In hopes of minimizing the risk and financial fallout from another disastrous cyber attack, some of the top retailers—including Target, Lowe's, Nike, J.C. Penney, American Eagle Outfitters, Gap, Safeway, VF Corporation, and Walgreen Company—along with the Retail Industry Leaders Association (RILA) announced they are launching a clearinghouse: the Retail Cyber Intelligence Sharing Center (R-CISC).
The R-CISC is a non-profit organization that will serve as a forum for sharing cyber threat intelligence among members, as well as with government agencies and federal law enforcement, including the U.S. Department of Homeland Security, the U.S. Secret Service, and the Federal Bureau of Investigation.
There are three components of the R-CISC:
- The sharing and analysis center is staffed by analysts who identify and share intelligence on cyber threats, including suspected criminal activity, new types of malware, or potential software vulnerabilities.
- Education and training resources for information security best practices
- Research focusing on future cyber security issues surrounding emerging technologies and potential new threats
To help determine best practices for threat information sharing, the association consulted with organizations and vendors such as the Financial Services Information Sharing and Analysis Center, the Information Security Forum, the National Cybersecurity and Communication Integration Center, National Cyber Security Alliance, Verizon, CrowdStrike, IBM, iSIGHT Partners, and others.

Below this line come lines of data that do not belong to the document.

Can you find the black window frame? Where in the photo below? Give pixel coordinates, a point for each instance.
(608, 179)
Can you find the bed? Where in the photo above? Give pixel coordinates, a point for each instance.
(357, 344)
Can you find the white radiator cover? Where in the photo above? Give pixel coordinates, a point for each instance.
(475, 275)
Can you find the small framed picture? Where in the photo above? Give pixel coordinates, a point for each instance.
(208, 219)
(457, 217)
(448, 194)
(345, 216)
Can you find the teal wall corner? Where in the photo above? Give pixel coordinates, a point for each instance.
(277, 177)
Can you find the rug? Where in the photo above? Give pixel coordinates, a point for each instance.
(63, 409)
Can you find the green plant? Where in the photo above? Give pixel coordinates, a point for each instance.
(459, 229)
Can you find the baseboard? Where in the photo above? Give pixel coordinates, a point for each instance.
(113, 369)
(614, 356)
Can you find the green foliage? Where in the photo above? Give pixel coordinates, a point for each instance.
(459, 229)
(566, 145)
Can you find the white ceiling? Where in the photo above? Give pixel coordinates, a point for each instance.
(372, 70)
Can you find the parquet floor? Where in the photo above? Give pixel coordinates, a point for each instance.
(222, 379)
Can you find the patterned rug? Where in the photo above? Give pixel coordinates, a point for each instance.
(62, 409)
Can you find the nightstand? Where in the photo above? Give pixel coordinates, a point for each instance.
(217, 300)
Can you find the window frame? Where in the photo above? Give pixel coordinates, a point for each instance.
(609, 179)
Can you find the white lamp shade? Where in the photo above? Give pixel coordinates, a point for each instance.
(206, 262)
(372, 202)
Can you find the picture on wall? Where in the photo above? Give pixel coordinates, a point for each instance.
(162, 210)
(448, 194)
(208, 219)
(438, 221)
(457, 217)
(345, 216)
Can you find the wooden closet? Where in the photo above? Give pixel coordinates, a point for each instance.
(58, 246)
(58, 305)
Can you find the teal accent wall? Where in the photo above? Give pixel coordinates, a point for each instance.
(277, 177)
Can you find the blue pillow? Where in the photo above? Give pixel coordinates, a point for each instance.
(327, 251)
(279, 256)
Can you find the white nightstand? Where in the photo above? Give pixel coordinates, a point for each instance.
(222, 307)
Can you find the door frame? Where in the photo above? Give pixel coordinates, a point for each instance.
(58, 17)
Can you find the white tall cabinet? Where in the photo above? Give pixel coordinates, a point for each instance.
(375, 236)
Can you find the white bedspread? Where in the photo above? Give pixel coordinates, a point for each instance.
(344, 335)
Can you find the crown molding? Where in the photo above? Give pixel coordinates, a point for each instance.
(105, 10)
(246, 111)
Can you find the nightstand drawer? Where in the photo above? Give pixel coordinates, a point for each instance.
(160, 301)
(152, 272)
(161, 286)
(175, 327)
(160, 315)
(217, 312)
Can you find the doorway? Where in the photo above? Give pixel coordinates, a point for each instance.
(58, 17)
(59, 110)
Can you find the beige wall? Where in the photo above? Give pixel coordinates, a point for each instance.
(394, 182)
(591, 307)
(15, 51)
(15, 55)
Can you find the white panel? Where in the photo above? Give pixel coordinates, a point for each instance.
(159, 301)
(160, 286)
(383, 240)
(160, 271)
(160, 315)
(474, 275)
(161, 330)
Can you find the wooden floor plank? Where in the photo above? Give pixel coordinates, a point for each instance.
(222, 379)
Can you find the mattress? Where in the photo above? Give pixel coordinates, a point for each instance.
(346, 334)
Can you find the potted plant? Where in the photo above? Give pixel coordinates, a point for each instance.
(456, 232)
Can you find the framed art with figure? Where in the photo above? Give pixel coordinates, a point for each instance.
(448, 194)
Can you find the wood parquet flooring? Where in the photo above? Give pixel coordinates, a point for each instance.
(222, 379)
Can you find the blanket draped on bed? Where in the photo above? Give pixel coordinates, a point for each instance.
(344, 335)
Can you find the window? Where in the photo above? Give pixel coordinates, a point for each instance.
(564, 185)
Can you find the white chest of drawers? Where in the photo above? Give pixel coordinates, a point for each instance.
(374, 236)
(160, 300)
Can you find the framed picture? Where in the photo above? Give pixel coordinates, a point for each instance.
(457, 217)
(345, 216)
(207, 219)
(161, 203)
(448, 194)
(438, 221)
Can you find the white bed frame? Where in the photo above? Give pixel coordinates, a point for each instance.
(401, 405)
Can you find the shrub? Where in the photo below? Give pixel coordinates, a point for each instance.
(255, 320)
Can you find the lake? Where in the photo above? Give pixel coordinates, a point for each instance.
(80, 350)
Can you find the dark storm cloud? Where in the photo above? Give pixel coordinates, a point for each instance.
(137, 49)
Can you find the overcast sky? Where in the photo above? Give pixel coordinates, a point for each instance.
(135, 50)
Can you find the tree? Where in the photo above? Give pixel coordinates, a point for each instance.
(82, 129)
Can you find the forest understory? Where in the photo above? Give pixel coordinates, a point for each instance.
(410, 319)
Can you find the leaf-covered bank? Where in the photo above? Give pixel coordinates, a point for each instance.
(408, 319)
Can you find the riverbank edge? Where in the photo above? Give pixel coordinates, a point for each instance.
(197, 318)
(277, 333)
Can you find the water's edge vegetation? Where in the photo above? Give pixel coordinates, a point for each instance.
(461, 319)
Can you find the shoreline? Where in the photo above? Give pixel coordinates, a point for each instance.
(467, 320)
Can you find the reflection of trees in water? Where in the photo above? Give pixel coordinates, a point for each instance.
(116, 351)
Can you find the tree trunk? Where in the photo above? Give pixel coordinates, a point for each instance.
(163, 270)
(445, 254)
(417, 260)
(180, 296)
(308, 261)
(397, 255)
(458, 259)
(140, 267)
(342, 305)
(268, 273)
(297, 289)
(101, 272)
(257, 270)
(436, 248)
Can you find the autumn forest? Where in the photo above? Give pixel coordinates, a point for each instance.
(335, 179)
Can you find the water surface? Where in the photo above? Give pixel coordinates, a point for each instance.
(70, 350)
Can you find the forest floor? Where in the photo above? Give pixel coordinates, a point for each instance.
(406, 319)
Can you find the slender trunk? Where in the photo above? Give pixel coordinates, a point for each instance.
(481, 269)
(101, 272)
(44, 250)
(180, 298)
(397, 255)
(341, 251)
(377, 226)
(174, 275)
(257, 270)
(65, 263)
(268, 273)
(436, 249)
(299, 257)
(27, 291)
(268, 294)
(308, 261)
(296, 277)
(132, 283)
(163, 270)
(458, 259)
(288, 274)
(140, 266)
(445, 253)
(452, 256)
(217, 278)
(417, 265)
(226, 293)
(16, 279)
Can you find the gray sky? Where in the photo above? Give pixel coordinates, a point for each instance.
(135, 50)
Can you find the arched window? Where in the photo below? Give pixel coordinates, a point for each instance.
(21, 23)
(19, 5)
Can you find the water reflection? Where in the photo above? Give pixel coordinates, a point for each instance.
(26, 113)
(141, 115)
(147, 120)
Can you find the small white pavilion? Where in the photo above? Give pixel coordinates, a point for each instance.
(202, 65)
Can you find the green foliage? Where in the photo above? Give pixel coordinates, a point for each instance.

In January 2014, Reuters first reported that the FBI distributed a confidential document cautioning retailers to expect more cyber attacks in the future. The story quotes the FBI as saying, “We believe POS malware crime will continue to grow over the near term, despite law enforcement and security firms' actions to mitigate it."
Retailers hope steps like the R-CISC will help prevent the FBI’s prediction from becoming reality. The R-CISC is open to retailers and merchants of all segments and sizes.